I obviously didn’t sleep at all that night. I took Kat to the airport in the morning. I took Megan back once we had heard that the Mandalay Bay had opened up. The police escorted her back to the hotel. Shortly after that I went to go pick up Ashley, and she and I drove to hospital to visit her friend Shelby, the one who had been shot.
I was at the hospital all day yesterday. Last I heard there were still 33 people in critical condition at the hospital that we were at [the concert]. It’s been by far the worst day of my life and I know of so, so, so many people’s lives. The support that I received from so many people around me, that’s what’s going to help us get through this. Through this and all of the dark days ahead. We’re just so lucky to be alive. We’re so blessed.

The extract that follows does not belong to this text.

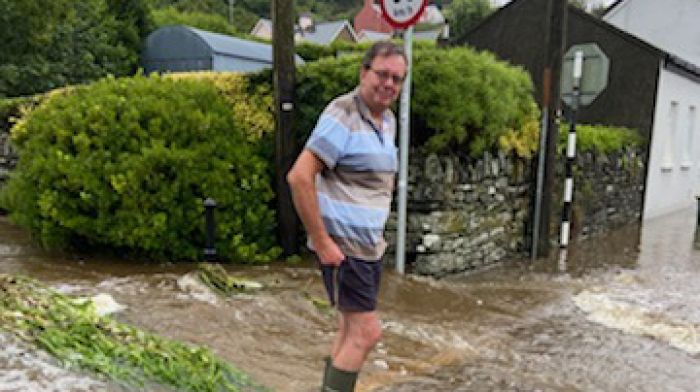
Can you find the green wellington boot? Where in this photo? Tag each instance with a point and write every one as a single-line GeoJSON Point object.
{"type": "Point", "coordinates": [336, 380]}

One of my friends texted me and was talking about how brave I was, but I’m not brave at all. I ran for my life. Other people stayed to help people who were injured and were dying. I’m just trying to keep it all in perspective. It’s just really, really, really hard. I still haven’t really slept that much and I haven’t really eaten that much. I’ll just get waves and I’ll just start crying.
When we saw Shelby yesterday, she’s in pain, obviously. She’s in good spirits. It’s hard. [The bullet] hit her in the bicep and the force of it broke her arm and her collarbone. She’s been waiting for surgery, but since she’s in stable condition she’s not a top priority, especially since they’re so understaffed. I heard that they had signed a waiver allowing doctors from out of state to come over to Las Vegas with all that’s going on. I don’t really know how that’s going to work.
She was supposed to have surgery at 11 a.m. this morning, and I talked to Ashley and she told me that they were postponing it and that she might not even have surgery. That they might just heal her as best they can and leave the bullet in, and I could not imagine that. That made me sick to my stomach. Obviously it’s already a part of us and engrained in us forever based on what we went through, but I couldn’t imagine physically having a bullet from this lodged in me.
We’re all just shaken to our core. I don’t know if we’ll ever get back to the way we used to be, as carefree as I used to be, when something like this happens. But however we cope and however we heal we’ll become our new normal. We have no choice but to just pick up and go on. But it’s really hard, and I just think about the people who weren’t as lucky as I was.
I met a girl at Stagecoach earlier this year, which is another country music festival. We went in the same group to Stagecoach, and I forgot that she had gone to Route 91. She texted me in the middle of the night on Sunday. A guy who was shot fell on her and her sister and she was covered in blood. She doesn’t think that he made it. It’s so hard to think about someone that could have saved your life but lost theirs. So she’s having a really hard time with it, and I couldn’t imagine that. I think about the woman that I fell on who was shot. It’s unfathomable.
I received so many messages of support, so many people that are praying for us and just sending love and well wishes. It really makes you realize how much people care about you, and even when horrible things like this happen how much good there is in the world. So many people put their lives in jeopardy — all the first responders and concertgoers that stayed to help people out who were hurt.
It’s going to take a really long time. This city is really shaken. I’m from here, this is my hometown. You see things on TV but you never think it’s going to be you. You never going to think it’s going to be your home. It’s so terrifying.